Page:Revue des Deux Mondes - 1899 - tome 151.djvu/697

Le texte de cette page a été corrigé et est conforme au fac-similé.
POÉSIE


ARIANE



Ah ! quelle âme amoureuse et souvent désolée
Comme vous à Naxos ne se vit exilée
Dans une île d’attente et de lointain espoir ?
Que mon rêve un moment sur votre rêve plane.
Douce sœur du regret, langoureuse Ariane.
Je veux songer à vous et vous aimer ce soir.

Je vous penche au métier, au clair de la croisée
Entr’ouverte, ourdissant la trame entre-croisée
Du tissu fabuleux de vos tristes amours ;
Le fil qui se dévide au vol de la navette,
N’a-t-il guidé celui que votre ennui regrette
Dans l’obscur labyrinthe et ses sournois détours ?

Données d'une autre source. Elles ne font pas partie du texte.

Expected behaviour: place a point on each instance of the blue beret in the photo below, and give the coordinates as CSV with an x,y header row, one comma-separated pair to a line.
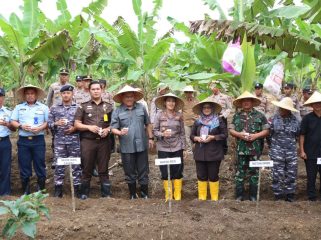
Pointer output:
x,y
66,88
2,92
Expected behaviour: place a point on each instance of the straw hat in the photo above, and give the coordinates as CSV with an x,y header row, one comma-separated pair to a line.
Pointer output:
x,y
315,97
137,95
285,103
246,95
188,88
197,109
160,101
21,92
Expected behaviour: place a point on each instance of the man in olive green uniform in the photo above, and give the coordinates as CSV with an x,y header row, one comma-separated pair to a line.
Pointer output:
x,y
249,126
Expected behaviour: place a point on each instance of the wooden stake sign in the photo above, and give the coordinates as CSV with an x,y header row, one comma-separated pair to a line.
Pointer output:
x,y
70,162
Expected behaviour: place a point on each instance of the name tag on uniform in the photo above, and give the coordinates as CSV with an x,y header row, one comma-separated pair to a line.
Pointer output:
x,y
40,112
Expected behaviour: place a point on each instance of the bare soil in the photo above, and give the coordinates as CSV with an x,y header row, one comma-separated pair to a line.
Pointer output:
x,y
120,218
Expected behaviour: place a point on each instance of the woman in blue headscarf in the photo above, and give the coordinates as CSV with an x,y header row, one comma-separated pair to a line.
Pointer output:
x,y
208,133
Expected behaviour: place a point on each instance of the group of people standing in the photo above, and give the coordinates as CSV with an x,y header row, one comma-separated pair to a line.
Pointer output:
x,y
85,119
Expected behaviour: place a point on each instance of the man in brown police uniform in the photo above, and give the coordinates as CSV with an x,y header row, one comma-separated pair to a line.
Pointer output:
x,y
93,120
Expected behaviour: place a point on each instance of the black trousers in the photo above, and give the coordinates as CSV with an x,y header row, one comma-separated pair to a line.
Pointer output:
x,y
176,170
207,170
312,170
136,167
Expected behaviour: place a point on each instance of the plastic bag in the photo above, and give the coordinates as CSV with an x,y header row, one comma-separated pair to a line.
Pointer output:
x,y
232,60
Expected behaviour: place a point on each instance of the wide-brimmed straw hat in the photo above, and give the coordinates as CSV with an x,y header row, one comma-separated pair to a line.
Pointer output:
x,y
285,103
197,109
137,95
160,101
315,97
246,95
188,88
21,92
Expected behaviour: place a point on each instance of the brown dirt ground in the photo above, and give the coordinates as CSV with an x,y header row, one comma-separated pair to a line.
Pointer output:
x,y
120,218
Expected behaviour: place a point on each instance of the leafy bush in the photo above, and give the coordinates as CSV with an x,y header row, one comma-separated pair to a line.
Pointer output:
x,y
24,213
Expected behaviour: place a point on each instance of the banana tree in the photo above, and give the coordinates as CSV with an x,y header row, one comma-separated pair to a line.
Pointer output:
x,y
25,45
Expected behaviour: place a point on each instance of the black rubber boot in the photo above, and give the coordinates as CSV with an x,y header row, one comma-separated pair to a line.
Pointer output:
x,y
77,191
290,197
58,191
239,193
144,191
41,184
278,197
85,186
132,191
105,189
253,193
25,183
95,172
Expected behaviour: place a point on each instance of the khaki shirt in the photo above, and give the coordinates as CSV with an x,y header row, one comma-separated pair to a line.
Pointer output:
x,y
177,140
304,110
189,116
225,101
90,113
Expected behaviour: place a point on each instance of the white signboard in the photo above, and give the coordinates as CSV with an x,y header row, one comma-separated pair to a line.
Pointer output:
x,y
167,161
261,164
68,161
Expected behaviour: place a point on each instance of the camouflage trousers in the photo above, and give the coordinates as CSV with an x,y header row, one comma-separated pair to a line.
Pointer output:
x,y
243,171
284,171
64,151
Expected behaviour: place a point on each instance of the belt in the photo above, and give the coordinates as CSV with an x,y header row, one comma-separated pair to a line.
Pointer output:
x,y
30,137
4,138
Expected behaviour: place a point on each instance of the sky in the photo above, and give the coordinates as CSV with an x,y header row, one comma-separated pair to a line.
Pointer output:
x,y
181,10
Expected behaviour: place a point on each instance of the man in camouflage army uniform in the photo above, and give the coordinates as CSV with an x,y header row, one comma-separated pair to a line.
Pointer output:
x,y
78,90
284,132
54,96
248,127
288,91
225,102
67,143
306,94
84,95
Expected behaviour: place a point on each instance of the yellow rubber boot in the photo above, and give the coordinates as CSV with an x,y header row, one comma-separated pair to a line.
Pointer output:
x,y
214,189
202,190
168,194
178,189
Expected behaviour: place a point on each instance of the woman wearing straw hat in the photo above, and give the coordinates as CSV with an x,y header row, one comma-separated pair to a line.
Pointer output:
x,y
31,117
129,122
248,126
310,142
208,132
284,132
170,134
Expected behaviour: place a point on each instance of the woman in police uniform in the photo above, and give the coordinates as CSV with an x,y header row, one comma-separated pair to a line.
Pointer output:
x,y
170,133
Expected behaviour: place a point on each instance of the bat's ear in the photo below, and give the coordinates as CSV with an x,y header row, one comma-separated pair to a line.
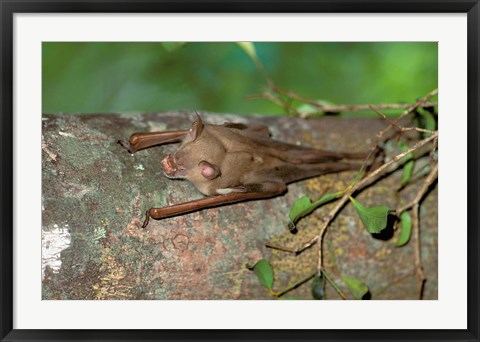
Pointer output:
x,y
209,171
196,129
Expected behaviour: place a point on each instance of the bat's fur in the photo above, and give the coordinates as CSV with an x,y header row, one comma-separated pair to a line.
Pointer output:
x,y
235,162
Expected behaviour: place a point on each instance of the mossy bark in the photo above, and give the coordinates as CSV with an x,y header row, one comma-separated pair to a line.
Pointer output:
x,y
95,195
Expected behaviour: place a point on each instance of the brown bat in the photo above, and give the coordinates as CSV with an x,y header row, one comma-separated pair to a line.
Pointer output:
x,y
235,162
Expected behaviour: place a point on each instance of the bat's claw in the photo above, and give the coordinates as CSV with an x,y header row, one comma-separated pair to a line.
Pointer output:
x,y
125,144
147,219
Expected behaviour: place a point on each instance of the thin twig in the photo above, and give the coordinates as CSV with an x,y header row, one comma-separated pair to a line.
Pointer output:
x,y
420,103
426,184
295,251
409,107
294,286
376,174
341,202
335,286
399,127
418,255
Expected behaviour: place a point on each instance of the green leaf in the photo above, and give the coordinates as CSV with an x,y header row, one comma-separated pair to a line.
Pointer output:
x,y
405,229
356,286
408,168
172,46
249,49
264,272
288,298
304,206
318,287
300,208
374,218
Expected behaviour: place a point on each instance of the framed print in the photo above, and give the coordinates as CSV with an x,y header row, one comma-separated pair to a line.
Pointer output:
x,y
256,171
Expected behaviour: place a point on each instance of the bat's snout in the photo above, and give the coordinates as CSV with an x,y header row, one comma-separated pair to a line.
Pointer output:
x,y
171,168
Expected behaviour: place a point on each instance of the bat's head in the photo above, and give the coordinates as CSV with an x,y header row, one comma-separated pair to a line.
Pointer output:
x,y
197,157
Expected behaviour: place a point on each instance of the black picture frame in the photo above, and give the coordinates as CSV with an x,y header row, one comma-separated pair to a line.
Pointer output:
x,y
10,7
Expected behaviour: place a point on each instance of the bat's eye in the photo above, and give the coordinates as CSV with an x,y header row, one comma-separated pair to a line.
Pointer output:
x,y
209,171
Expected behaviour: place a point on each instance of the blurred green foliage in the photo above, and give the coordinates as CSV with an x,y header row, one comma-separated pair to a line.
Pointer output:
x,y
102,77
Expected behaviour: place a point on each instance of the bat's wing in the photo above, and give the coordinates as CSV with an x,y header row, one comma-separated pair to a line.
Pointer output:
x,y
139,141
296,154
249,192
257,130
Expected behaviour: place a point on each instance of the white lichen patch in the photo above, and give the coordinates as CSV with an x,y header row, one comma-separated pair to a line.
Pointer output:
x,y
53,243
66,134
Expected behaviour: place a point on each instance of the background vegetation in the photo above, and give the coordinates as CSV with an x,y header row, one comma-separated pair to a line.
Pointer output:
x,y
151,77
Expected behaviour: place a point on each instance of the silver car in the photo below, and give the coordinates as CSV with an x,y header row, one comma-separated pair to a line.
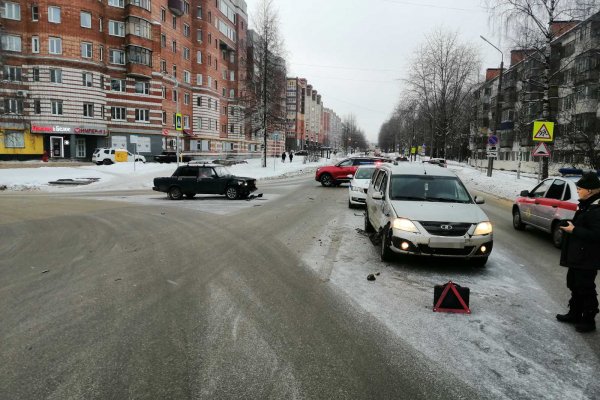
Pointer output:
x,y
425,210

Et dans votre mémoire, au plus secret méandre
D’un passé si perfide, et cependant si tendre,
Toujours le même fil se déroule, parmi
Tous les longs souvenirs d’une âme inapaisée
Pour, au fond du dédale, ainsi que fit Thésée
Réveiller votre amour comme un monstre endormi,

Mais l’Oubli, du métier va détendre le voile
Dont vous aviez brodé la merveilleuse toile
Dans la mélancolie et dans l’isolement ;
Des plaisirs d’autrefois vous en tressiez la chaîne,
Ariane, et pourtant prête à l’ardeur prochaine
Vous vous en parerez pour le prochain amant.